Spotify a annoncé jeudi s'être associé aux plus grandes maisons de disques du monde pour développer des produits d'intelligence artificielle destinés à protéger les artistes et leurs œuvres.
Le service de streaming collaborera avec Sony Music Group, Universal Music Group, Warner Music Group, dent Merlin et la société de musique numérique Believe sur ce projet. L'entreprise n'a pas précisé les outils d'IA qu'elle prévoit de lancer, mais a indiqué investir massivement dans la recherche en IA et le développement de nouveaux produits. Cela comprend la création d'un nouveau laboratoire de recherche en IA et d'une équipe produit dédiée.
Gustav Söderström,dent de Spotify, a déclaré que l'IA représente le plus grand changement technologique depuis l'arrivée des smartphones.
Selon CNBC, il a expliqué que l'entreprise souhaite façonner cet avenir en collaboration avec l'industrie musicale, tout en plaçant les créateurs au cœur de ses projets.
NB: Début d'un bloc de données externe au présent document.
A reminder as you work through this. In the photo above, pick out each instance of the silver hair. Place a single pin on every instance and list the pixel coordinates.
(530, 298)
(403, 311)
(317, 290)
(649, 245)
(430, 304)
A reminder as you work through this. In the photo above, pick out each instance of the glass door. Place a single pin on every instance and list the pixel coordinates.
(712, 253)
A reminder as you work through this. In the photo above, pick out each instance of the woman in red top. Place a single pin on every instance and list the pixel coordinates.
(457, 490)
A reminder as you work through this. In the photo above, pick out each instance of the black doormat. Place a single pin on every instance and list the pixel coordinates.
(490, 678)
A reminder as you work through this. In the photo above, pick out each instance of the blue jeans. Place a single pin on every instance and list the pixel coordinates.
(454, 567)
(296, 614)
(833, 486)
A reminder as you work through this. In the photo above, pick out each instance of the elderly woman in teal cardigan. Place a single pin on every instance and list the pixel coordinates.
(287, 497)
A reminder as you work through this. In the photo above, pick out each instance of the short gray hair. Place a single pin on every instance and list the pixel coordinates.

Söderström a comparé cette période à celle où le secteur a été confronté aux défis du piratage il y a quelques années.
Spotify teste déjà des fonctionnalités d'IA
La plateforme de streaming propose déjà certaines fonctionnalités d'IA à ses utilisateurs. Parmi celles-ci, un DJ IA et un outil de playlist IA, lancé en version bêta en septembre dernier. Cette dernière fonctionnalité permet de créer des collections musicales personnalisées en saisissant les titres que l'on souhaite écouter.
Les dirigeants de l'industrie musicale s'inquiètent de plus en plus du détournement de l'intelligence artificielle et des atteintes aux droits des artistes. Sir Lucian Grainge, PDG d'Universal Music Group, a annoncé lundi à ses employés que la société refuserait d' accorder une licence à tout système d'IA copiant la voix d'un artiste ou composant des chansons à partir de sa musique sans autorisation. Selon lui, collaborer avec des partenaires comme Spotify contribue à créer un environnement propice à la réussite commune des artistes, auteurs-compositeurs, fans, maisons de disques et entreprises technologiques.
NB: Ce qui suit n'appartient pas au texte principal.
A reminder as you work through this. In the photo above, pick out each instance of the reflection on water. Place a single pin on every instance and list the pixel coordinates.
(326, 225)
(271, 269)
Cette annonce de partenariat intervient moins de quatre semaines après que Spotify a pris des mesures contre le contenu de mauvaise qualité généré par l'IA qui inondait sa plateforme. L'entreprise a supprimé plus de 75 millions de pistes indésirables ces trac années et a mis en place de nouvelles règles pour empêcher les systèmes d'IA de copier ou d'usurper l'identité d'artistes.
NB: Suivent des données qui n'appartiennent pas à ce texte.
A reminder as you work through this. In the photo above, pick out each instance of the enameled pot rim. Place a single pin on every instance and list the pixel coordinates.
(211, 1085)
The Velvet Sundown, un groupe entièrement créé par une intelligence artificielle, a fait sensation cet été en atteignant le million d'auditeurs mensuels. Le groupe se décrit désormais comme un « projet de musique synthétique » sur son profil et compte actuellement plus de 264 000 auditeurs chaque mois. Spotify a validé le groupe en tant qu'artiste officiel sur la plateforme.
Quatre principes fondamentaux guident le partenariat
Cette collaboration se concentrera sur quatre axes principaux : travailler avec les maisons de disques, les distributeurs et les éditeurs musicaux, notamment en donnant aux artistes le choix de participer, en garantissant une rémunération équitable et en créant de nouvelles sources de revenus, et renforcer les liens entre les artistes et leurs fans.
Dans son communiqué, Spotify a souligné l'importance cruciale de la protection des droits des musiciens et le rôle fondamental du droit d'auteur. L'entreprise a averti que si l'industrie musicale ne prend pas les devants dès maintenant, le développement de l'IA se poursuivra ailleurs, sans que les artistes aient les droits, le consentement ou la rémunération qui leur sont dus.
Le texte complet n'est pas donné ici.